When I was a boy and found some nice presents under the tree on Christmas morning, I was happy. There they were, beautifully wrapped, and waiting for me. Santa Claus came as I hoped he would, so I had a rush of happiness. But suppose nothing turned up under the tree? The way I experienced happiness was actually a trap. The absence, or eventual loss, of the thing that made me happy could make me unhappy.
When the doctor pronounces me in good health, I feel happy; should he inform me of some problem, I feel unhappy at once. I’m happy if somebody treats me with respect and generosity; regard me with scorn or indifference, unhappiness is likely to follow. Affirm my being, I am happy; negate it, watch how disgruntled I get. And so it goes. Happiness is a see-saw. Something I discovered early on--happiness depended on something external to myself.
The wheel of fortune turned and I was taken for a pleasant ride. Happiness always takes us for a ride—we are like children piled in a wagon, pulled along on a bumpy road, happy for the moment with all the sights and sounds.
Then there’s the happiness of the imagination. I was happy imagining a date with a certain pretty girl. But when I had the experience itself – the real date in the real world – it was not quite what I expected. I was happier yearning for something imaginary than experiencing something real.
I wondered about the nature of happiness. Maybe there was a different kind of happiness, less prone to getting hung up on something you have no control over.
Some experiences I had contained hints of this higher felicity.
I was on my first trip to Europe when I had a memorable experience hitchhiking across the Italian Alps. Knapsack on my back, I felt with sudden keenness an unknown pure joy, traveling as I was, light and free under the open sky. This was the happiness of spring, youth, adventure. Traveling under the open sky was sufficient for complete happiness. Then I got hungry and tired and the bliss faded.
Was there such a thing as a higher happiness? If there was, it continued to elude me. Happiness, as it comes and goes, seems very much a mercurial creature of imagination; I could never pin it down.
Happiness for most of us is circumstantial, and to a large extent, accidental. One day fate strokes us; the next she bashes us. I wondered if the sages, the inspired poets, the mystics had actually glimpsed a happiness that was absolute. It sounded like they did sometimes, but I wondered if they were exaggerating, leaving out details that were less happy.
If there is a higher happiness, you probably have to change your whole lifestyle. All the things we normally crave and think we need—we’d relax our hold on them, dump them overboard if need be. We would cease to expect handouts of happiness from life. Enjoy them when they come but minus addiction.

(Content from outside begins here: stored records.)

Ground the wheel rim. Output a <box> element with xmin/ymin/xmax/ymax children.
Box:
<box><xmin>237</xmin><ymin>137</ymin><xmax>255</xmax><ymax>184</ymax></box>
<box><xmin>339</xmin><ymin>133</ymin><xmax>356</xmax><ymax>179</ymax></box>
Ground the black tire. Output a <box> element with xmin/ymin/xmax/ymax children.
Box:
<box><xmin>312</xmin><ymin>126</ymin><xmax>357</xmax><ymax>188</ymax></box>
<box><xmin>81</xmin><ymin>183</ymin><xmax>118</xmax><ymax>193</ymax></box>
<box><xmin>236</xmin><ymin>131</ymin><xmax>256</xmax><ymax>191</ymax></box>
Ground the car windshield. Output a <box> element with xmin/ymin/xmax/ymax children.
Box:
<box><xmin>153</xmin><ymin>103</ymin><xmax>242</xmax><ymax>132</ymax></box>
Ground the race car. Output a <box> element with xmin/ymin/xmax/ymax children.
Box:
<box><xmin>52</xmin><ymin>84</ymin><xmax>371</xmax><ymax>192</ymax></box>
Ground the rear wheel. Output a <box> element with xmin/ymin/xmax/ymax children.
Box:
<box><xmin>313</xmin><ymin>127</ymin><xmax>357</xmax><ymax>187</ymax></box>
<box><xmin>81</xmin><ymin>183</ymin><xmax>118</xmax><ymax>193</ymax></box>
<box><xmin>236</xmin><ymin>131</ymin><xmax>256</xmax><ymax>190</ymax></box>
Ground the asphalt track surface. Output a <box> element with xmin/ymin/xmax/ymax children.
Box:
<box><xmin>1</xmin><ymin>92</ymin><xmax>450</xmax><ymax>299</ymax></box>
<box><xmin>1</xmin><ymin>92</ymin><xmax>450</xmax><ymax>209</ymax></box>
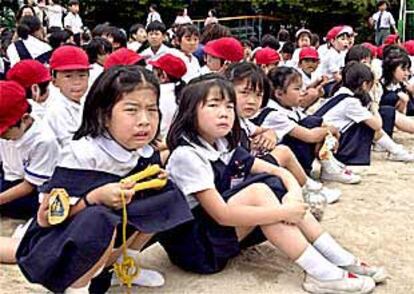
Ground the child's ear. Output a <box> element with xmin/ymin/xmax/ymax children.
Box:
<box><xmin>275</xmin><ymin>89</ymin><xmax>284</xmax><ymax>98</ymax></box>
<box><xmin>21</xmin><ymin>113</ymin><xmax>33</xmax><ymax>125</ymax></box>
<box><xmin>31</xmin><ymin>84</ymin><xmax>40</xmax><ymax>100</ymax></box>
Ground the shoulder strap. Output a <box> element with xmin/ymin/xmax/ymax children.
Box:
<box><xmin>249</xmin><ymin>107</ymin><xmax>276</xmax><ymax>126</ymax></box>
<box><xmin>313</xmin><ymin>94</ymin><xmax>350</xmax><ymax>117</ymax></box>
<box><xmin>14</xmin><ymin>40</ymin><xmax>33</xmax><ymax>61</ymax></box>
<box><xmin>35</xmin><ymin>50</ymin><xmax>51</xmax><ymax>64</ymax></box>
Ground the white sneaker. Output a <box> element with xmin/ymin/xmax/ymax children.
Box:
<box><xmin>319</xmin><ymin>186</ymin><xmax>341</xmax><ymax>204</ymax></box>
<box><xmin>388</xmin><ymin>147</ymin><xmax>414</xmax><ymax>162</ymax></box>
<box><xmin>321</xmin><ymin>167</ymin><xmax>361</xmax><ymax>184</ymax></box>
<box><xmin>111</xmin><ymin>268</ymin><xmax>165</xmax><ymax>287</ymax></box>
<box><xmin>342</xmin><ymin>260</ymin><xmax>388</xmax><ymax>284</ymax></box>
<box><xmin>302</xmin><ymin>272</ymin><xmax>375</xmax><ymax>294</ymax></box>
<box><xmin>372</xmin><ymin>143</ymin><xmax>386</xmax><ymax>152</ymax></box>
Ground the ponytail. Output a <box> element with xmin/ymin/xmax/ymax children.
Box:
<box><xmin>17</xmin><ymin>16</ymin><xmax>41</xmax><ymax>40</ymax></box>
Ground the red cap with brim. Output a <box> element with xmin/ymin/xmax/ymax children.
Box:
<box><xmin>254</xmin><ymin>47</ymin><xmax>281</xmax><ymax>65</ymax></box>
<box><xmin>204</xmin><ymin>37</ymin><xmax>244</xmax><ymax>62</ymax></box>
<box><xmin>299</xmin><ymin>47</ymin><xmax>319</xmax><ymax>60</ymax></box>
<box><xmin>148</xmin><ymin>53</ymin><xmax>187</xmax><ymax>79</ymax></box>
<box><xmin>104</xmin><ymin>48</ymin><xmax>144</xmax><ymax>70</ymax></box>
<box><xmin>50</xmin><ymin>45</ymin><xmax>90</xmax><ymax>71</ymax></box>
<box><xmin>0</xmin><ymin>81</ymin><xmax>29</xmax><ymax>135</ymax></box>
<box><xmin>7</xmin><ymin>60</ymin><xmax>51</xmax><ymax>88</ymax></box>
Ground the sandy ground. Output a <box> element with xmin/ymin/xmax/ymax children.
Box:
<box><xmin>1</xmin><ymin>131</ymin><xmax>413</xmax><ymax>294</ymax></box>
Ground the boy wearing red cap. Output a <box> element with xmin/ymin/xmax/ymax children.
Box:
<box><xmin>44</xmin><ymin>45</ymin><xmax>90</xmax><ymax>147</ymax></box>
<box><xmin>253</xmin><ymin>47</ymin><xmax>281</xmax><ymax>74</ymax></box>
<box><xmin>0</xmin><ymin>81</ymin><xmax>59</xmax><ymax>219</ymax></box>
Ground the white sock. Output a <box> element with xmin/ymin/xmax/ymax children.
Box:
<box><xmin>64</xmin><ymin>282</ymin><xmax>90</xmax><ymax>294</ymax></box>
<box><xmin>376</xmin><ymin>134</ymin><xmax>401</xmax><ymax>154</ymax></box>
<box><xmin>305</xmin><ymin>177</ymin><xmax>323</xmax><ymax>191</ymax></box>
<box><xmin>313</xmin><ymin>232</ymin><xmax>356</xmax><ymax>266</ymax></box>
<box><xmin>295</xmin><ymin>245</ymin><xmax>344</xmax><ymax>281</ymax></box>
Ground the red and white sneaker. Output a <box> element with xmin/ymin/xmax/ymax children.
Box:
<box><xmin>342</xmin><ymin>261</ymin><xmax>388</xmax><ymax>284</ymax></box>
<box><xmin>303</xmin><ymin>272</ymin><xmax>375</xmax><ymax>294</ymax></box>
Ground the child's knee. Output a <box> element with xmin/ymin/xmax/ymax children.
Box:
<box><xmin>272</xmin><ymin>145</ymin><xmax>294</xmax><ymax>166</ymax></box>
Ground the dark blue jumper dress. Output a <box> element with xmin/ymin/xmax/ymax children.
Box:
<box><xmin>14</xmin><ymin>40</ymin><xmax>51</xmax><ymax>64</ymax></box>
<box><xmin>380</xmin><ymin>83</ymin><xmax>414</xmax><ymax>116</ymax></box>
<box><xmin>158</xmin><ymin>142</ymin><xmax>287</xmax><ymax>274</ymax></box>
<box><xmin>16</xmin><ymin>152</ymin><xmax>193</xmax><ymax>293</ymax></box>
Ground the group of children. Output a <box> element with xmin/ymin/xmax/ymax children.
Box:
<box><xmin>2</xmin><ymin>5</ymin><xmax>414</xmax><ymax>293</ymax></box>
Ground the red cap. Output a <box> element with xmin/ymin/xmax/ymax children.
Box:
<box><xmin>377</xmin><ymin>44</ymin><xmax>386</xmax><ymax>59</ymax></box>
<box><xmin>384</xmin><ymin>34</ymin><xmax>399</xmax><ymax>45</ymax></box>
<box><xmin>254</xmin><ymin>47</ymin><xmax>280</xmax><ymax>65</ymax></box>
<box><xmin>6</xmin><ymin>60</ymin><xmax>51</xmax><ymax>89</ymax></box>
<box><xmin>148</xmin><ymin>53</ymin><xmax>187</xmax><ymax>79</ymax></box>
<box><xmin>404</xmin><ymin>40</ymin><xmax>414</xmax><ymax>56</ymax></box>
<box><xmin>299</xmin><ymin>47</ymin><xmax>319</xmax><ymax>60</ymax></box>
<box><xmin>362</xmin><ymin>42</ymin><xmax>378</xmax><ymax>58</ymax></box>
<box><xmin>0</xmin><ymin>81</ymin><xmax>29</xmax><ymax>136</ymax></box>
<box><xmin>104</xmin><ymin>48</ymin><xmax>144</xmax><ymax>70</ymax></box>
<box><xmin>203</xmin><ymin>37</ymin><xmax>244</xmax><ymax>62</ymax></box>
<box><xmin>50</xmin><ymin>45</ymin><xmax>90</xmax><ymax>71</ymax></box>
<box><xmin>325</xmin><ymin>26</ymin><xmax>353</xmax><ymax>42</ymax></box>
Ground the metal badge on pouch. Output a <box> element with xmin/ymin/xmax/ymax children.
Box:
<box><xmin>48</xmin><ymin>188</ymin><xmax>70</xmax><ymax>225</ymax></box>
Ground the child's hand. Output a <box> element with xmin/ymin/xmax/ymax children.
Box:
<box><xmin>282</xmin><ymin>190</ymin><xmax>304</xmax><ymax>204</ymax></box>
<box><xmin>37</xmin><ymin>193</ymin><xmax>52</xmax><ymax>228</ymax></box>
<box><xmin>250</xmin><ymin>129</ymin><xmax>277</xmax><ymax>152</ymax></box>
<box><xmin>397</xmin><ymin>92</ymin><xmax>410</xmax><ymax>103</ymax></box>
<box><xmin>89</xmin><ymin>182</ymin><xmax>136</xmax><ymax>210</ymax></box>
<box><xmin>281</xmin><ymin>202</ymin><xmax>309</xmax><ymax>224</ymax></box>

This train of thought leads to the mystical conception of happiness, often described with counter-intuitive terms like Nichts, sunyata, fana, annihilation, emptiness, nothing, and so on. Chuang Tzu, that amiable Chinese philosopher, had this to say about happiness:
“My opinion is that you never find happiness until you stop looking for it.”

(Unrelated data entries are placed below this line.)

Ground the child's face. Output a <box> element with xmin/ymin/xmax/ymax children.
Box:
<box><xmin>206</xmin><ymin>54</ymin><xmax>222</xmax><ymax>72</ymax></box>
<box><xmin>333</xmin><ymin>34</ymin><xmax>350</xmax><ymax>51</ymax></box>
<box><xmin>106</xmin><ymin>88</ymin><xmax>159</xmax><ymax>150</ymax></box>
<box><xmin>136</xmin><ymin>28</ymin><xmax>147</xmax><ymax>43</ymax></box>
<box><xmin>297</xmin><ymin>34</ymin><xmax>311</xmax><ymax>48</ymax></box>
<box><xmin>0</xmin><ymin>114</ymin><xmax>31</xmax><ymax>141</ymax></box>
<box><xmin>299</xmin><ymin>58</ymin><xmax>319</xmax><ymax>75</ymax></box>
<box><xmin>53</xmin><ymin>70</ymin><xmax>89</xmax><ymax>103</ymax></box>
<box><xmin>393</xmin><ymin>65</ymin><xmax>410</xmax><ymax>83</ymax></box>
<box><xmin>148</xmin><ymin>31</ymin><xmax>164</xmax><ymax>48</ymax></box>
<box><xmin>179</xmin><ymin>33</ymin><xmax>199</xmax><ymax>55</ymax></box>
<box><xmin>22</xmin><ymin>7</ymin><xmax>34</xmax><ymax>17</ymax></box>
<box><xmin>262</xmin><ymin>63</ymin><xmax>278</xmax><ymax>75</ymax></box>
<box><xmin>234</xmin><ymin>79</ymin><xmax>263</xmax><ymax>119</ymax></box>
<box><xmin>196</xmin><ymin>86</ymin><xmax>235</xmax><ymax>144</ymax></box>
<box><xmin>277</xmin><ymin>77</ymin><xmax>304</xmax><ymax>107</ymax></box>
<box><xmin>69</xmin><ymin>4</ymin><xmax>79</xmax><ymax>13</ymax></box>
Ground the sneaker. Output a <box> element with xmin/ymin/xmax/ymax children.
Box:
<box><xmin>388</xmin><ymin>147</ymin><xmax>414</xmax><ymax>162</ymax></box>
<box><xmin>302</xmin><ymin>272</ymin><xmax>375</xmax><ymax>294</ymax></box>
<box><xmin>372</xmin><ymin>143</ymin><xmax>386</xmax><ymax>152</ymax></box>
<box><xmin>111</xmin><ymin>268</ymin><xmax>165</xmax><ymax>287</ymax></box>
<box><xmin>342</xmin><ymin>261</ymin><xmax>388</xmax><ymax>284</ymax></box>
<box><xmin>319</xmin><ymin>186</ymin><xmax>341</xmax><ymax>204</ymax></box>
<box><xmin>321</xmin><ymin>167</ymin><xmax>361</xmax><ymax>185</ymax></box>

In other words, don’t look, because it isn’t outside you. If it’s anywhere, it has to be inside. Or, as the Stoics were fond of saying, it’s not things but the way we interpret things that makes us unhappy.

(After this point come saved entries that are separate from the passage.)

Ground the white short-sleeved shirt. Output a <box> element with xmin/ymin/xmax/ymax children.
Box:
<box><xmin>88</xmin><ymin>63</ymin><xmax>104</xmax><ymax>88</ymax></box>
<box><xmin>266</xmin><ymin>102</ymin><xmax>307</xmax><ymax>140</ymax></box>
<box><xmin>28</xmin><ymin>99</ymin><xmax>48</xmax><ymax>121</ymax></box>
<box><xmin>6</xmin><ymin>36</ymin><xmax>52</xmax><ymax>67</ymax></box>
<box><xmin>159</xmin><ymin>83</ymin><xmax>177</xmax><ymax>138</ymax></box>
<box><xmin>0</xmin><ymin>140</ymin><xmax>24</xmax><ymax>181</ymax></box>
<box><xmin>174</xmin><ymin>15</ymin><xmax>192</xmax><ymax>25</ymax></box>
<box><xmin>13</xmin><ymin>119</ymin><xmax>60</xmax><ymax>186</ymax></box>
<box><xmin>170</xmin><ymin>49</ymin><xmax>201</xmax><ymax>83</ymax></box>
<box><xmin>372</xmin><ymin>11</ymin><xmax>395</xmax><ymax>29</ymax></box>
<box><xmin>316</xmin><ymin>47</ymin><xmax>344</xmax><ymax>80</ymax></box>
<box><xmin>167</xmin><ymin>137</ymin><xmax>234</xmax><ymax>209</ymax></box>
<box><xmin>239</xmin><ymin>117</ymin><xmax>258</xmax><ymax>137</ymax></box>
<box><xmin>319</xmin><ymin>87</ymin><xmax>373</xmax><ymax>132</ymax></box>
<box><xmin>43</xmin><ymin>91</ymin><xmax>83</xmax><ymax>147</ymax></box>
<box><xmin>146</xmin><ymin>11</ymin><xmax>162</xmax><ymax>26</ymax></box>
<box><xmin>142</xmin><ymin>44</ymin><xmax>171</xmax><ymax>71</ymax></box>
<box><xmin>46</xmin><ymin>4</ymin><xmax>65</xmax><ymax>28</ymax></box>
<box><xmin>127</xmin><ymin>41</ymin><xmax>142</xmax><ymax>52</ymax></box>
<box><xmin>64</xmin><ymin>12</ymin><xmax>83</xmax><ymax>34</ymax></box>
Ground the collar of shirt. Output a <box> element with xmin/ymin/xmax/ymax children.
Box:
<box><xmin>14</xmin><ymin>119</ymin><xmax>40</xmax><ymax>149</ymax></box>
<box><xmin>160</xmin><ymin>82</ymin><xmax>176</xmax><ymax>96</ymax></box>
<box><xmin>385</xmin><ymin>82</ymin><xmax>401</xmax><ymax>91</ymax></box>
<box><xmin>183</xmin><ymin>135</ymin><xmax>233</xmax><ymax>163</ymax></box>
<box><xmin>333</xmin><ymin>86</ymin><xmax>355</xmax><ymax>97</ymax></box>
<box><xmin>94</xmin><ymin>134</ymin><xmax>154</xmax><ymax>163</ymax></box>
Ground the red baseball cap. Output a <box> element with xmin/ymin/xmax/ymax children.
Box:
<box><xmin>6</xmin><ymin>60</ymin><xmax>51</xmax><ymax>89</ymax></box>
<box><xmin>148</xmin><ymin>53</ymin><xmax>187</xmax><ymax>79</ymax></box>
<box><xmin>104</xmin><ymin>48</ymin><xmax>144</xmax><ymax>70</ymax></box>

Any attempt to look for happiness is self-defeating. So Chuang Tzu adds, “My greatest happiness consists precisely in doing nothing whatsoever calculated to obtain happiness; and this in the minds of most people is the worst possible course.”
Some say you have to go through the dark night of the soul before you can see the sunrise of eternity. It sounds like crazy wisdom to identify happiness with nothingness. And yet the Sufi mystics discourse on fana, the nothingness of the ego. The Kabbala maps the way to mystical nothingness. Buddhism’s main metaphor is the snuffing out of all-consuming desire, the extinction of the flame of greed and obsession. Aquinas called the road to divine happiness a via negativa. “It’s not this! It’s not this!”
Epicurus put it like this: the enlightened soul is happy on the rack. (No doubt a wild exaggeration.) It doesn’t matter what kind of external goods you have. External goods should be valued, but taken with a grain of salt. The reason is clear. They set us up for the happiness trap.